Congressional investigations into the Iran-Contra scandal in the 1980s revealed a network run by White House appointees and CIA officials involving illicit drugs, in this case cocaine-based narcotics from suppliers in South America, sold in American cities to raise money used to buy guns for Contra rebels fighting the leftist Sandinista government in Nicaragua. Arms were also sold to Iran, a sworn enemy of America, to raise money for the Contras. President George Bush’s father was heavily implicated in that investigation as head of the CIA and as vice president, but charges were never pursued.
The relevance of the Iran-Contra affair to the possible Afghan-Purdue affair is the establishment of a pattern of behavior involving heads of state in the US and Britain, drug operations both licit and illicit, and arms transfers. Further questions
What needs to be investigated is whether Purdue Pharma, Mundipharma, or other British-American drug companies are secretly and illegally buying Afghan opium with arms transfers to Afghan warlords and using the opium to produce heavily opium-laced pharmaceutical products like OxyContin that they push in excessive volumes on both licit and illicit markets in America and other Western nations to generate high and unreported profits. The source of the arms used by insurgents in Afghanistan needs to be established, and then possible connections between those suppliers and pharmaceutical companies involved in the production and distribution of opiate-based drugs need to be investigated.
Such a drug-money-arms loop would not be unprecedented, and nor would it be unprecedented to find US and British military figures playing a role in facilitating the flow of both drugs and arms over international borders. Oliver North, the indicted official partially in charge of the Iran-Contra scheme, was all along a US marine corporal whose court defense was always that he was operating on military orders from above.

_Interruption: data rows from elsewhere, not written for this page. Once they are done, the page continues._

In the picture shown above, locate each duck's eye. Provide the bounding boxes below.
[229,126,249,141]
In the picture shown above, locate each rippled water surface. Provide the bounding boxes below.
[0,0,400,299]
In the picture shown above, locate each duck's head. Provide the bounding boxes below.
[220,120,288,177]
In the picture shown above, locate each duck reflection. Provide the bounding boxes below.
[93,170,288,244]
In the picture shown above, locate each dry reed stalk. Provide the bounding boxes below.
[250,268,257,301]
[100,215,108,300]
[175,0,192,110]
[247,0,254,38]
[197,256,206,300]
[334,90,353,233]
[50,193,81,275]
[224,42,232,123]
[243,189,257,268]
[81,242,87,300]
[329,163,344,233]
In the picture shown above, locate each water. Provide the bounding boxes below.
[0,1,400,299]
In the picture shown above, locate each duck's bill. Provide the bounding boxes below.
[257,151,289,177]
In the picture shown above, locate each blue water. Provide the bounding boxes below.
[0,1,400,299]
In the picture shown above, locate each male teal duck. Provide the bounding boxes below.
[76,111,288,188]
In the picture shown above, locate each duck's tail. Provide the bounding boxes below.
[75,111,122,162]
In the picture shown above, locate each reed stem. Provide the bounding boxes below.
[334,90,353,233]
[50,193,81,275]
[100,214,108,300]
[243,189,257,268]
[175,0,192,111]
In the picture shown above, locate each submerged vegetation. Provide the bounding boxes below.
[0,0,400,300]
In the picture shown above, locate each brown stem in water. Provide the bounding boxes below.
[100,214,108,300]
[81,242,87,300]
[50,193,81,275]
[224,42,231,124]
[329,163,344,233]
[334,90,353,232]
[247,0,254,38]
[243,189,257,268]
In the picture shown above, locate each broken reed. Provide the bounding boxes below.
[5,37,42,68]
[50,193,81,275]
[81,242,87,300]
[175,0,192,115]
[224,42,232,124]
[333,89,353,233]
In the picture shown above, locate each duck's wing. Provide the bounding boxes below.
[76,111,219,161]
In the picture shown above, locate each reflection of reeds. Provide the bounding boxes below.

While many members of NATO are involved in Afghanistan militarily, it is US and British forces who are by far the most prominent and in the greatest numbers, particularly in the provinces where most opium is produced. And it is US and British pharmaceutical companies that seem to sell the most opium-based drugs around the world—a narcotic whose global supply went through massive gyrations even while causing no discernable difference to supplies of heroin on streets of Western cities. The question we must ask is, are companies like Mundipharma illegally trading guns for Afghan opium with the complicity of American and British armed forces, and making enormous profit margins by selling the opium in excessive amounts to Western nation’s citizens?